The trip started off on a bad foot as Ecuadorian airline Aerogal announced that our 8:20 am departure was delayed. They didn’t offer and explanation or an estimated time of departure, but hours later we learned that there was a mechanical problem with the aircraft and they were dealing with it. Not being an advocate for flying on faulty aircraft, I found a quiet corner to do some emails, and when the flight left, 4 hours later I was happy to finally be Galapagos-bound.

After a routine refueling stop in Guayaquil we took off again, only to get an announcement from the captain, not 20 minutes into the flight, telling us we were returning to Guayaquil because of the “technical difficulty”. By now the passengers were tired, hungry and angry. Many of them had already missed the departure of their cruise ships in the Galapagos and the atmosphere on the tarmac as we waited on a verdict on whether or not we would be allowed off the plane was tense. A few people tried cracking jokes, but a passenger got off and stormed into the cockpit to demand an explanation. I couldn’t believe my eyes…if this had happened in the United States he would be facing life-in-prison! He eventually came back to his seat and the captain announced our departure again! As we pulled back from the gate, though, screams were heard on the right side of the airplane: “stop the plane, there is fuel pouring unto the tarmac”. What happened next was out of a horror film. People started panicking and screaming to be let out of the plane, babies started crying and women started shrieking. It was hard to believe the scene. The poor flight attendants, with their limited English, tried to calm the passengers and to explain that what had poured out of the airplane were the remnants of the jet fuel the pilot had to dump in order to land with a full tank. It was to no avail. Passengers got off their seats and demanded to return to the gate.
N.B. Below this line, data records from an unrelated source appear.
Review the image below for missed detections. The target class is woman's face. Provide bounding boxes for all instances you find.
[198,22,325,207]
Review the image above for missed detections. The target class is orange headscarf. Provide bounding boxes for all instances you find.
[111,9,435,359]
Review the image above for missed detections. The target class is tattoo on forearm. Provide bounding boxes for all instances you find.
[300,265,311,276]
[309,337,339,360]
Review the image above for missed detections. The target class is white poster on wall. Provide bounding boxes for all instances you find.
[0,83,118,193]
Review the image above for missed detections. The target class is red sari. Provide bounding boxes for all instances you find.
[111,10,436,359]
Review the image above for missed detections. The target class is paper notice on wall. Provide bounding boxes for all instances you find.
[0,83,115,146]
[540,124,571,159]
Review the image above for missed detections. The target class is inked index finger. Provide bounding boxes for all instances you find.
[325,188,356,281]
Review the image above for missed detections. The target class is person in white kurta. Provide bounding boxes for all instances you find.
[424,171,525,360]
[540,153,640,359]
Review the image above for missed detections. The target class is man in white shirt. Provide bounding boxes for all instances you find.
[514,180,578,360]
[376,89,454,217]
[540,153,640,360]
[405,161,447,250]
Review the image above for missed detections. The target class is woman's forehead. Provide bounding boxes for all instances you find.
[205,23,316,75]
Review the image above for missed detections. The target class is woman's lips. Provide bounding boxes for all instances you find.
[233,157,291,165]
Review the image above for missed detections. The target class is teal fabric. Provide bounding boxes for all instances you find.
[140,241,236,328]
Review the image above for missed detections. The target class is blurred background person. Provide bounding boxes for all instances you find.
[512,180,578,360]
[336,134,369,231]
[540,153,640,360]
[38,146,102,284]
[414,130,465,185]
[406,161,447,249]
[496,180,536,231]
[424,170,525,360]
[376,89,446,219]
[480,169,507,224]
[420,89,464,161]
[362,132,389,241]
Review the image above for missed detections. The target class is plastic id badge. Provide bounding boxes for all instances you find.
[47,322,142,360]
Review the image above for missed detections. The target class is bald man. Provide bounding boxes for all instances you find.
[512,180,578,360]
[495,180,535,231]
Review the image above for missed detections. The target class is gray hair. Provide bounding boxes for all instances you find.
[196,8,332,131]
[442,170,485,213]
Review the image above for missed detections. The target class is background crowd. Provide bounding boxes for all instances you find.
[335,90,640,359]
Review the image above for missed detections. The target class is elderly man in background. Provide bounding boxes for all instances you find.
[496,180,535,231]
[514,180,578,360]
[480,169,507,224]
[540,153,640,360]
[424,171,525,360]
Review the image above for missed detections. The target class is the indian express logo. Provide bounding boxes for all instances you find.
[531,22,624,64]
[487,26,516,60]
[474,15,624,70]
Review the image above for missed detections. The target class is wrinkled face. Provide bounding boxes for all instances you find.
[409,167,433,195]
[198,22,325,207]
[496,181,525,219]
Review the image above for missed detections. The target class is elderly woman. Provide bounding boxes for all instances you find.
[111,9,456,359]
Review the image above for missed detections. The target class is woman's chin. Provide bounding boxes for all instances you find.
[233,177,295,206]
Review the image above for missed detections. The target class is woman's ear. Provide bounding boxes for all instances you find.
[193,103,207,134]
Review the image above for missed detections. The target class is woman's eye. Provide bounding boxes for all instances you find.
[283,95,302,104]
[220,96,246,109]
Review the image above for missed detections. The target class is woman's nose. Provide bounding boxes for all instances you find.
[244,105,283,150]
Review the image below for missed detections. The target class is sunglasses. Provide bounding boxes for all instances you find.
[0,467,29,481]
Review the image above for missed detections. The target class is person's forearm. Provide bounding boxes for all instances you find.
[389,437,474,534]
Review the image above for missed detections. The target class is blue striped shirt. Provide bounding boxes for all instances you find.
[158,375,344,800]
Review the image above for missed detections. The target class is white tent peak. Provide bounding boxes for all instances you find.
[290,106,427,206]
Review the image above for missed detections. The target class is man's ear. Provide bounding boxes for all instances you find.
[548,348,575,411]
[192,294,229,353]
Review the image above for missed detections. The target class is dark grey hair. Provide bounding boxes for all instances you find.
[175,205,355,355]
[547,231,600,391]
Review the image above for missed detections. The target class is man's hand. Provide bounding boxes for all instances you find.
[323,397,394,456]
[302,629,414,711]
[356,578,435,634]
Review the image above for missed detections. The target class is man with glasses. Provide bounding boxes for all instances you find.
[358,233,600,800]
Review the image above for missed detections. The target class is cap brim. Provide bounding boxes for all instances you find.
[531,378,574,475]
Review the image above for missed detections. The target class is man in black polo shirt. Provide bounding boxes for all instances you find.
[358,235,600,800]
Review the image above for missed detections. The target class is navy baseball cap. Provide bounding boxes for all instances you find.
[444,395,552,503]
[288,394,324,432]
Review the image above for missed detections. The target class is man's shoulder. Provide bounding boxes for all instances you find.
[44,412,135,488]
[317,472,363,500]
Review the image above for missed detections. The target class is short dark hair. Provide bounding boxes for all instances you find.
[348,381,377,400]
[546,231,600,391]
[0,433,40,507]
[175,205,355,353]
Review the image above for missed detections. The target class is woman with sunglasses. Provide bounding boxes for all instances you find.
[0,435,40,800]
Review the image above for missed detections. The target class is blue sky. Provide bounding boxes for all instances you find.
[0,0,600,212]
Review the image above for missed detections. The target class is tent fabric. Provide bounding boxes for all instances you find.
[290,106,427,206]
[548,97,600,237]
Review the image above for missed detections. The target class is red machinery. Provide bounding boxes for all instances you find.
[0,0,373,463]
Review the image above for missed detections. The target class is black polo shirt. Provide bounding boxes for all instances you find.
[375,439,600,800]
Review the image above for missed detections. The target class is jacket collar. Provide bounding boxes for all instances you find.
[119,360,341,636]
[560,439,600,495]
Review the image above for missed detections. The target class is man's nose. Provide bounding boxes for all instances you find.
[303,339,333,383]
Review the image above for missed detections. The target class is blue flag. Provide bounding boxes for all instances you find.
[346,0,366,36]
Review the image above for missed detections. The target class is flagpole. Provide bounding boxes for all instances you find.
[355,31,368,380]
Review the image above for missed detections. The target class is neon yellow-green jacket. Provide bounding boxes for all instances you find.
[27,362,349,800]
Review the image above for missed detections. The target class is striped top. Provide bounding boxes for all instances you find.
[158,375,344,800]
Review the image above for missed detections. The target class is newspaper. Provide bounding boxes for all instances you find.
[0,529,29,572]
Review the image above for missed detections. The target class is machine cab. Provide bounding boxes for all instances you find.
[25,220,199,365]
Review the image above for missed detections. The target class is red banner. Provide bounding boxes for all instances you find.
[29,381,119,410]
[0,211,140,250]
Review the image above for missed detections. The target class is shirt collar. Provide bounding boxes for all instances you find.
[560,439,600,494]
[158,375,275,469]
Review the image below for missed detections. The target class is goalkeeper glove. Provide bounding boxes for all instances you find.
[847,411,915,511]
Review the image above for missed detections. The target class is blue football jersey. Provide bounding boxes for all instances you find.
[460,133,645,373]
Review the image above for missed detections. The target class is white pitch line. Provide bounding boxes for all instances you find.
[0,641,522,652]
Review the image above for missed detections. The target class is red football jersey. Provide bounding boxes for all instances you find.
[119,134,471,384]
To my amazement, the crew yielded and we pulled back into the gate, where 70% of the passengers disembarked, forfeiting their cruise plans (as ships are unlikely to come back to port to pick up any stragglers) and losing their luggage, as the plane took off with all cargo to deliver the rest of us, safely, to the beautiful Galapagos Archipelago.

I have never seen such a case of mass hysteria. Even though I understand the concerns over mechanic troubles and leaking fuel, I doubt that the captain would put us and the aircraft (let alone himself) in danger if he thought it was unsafe to fly.

Ahhh, the joys of travel! Here is something I learned today: when traveling one must try at all costs to remain calm and sensible. Even when you are tired, hungry, angry and stressed out you often find yourself making regrettable decisions. Of course flying is dangerous and one should always be suspicious of too many “mechanical” problems. That said, your best chance of making reasonable choices is to keep a clear head and follow your own gut.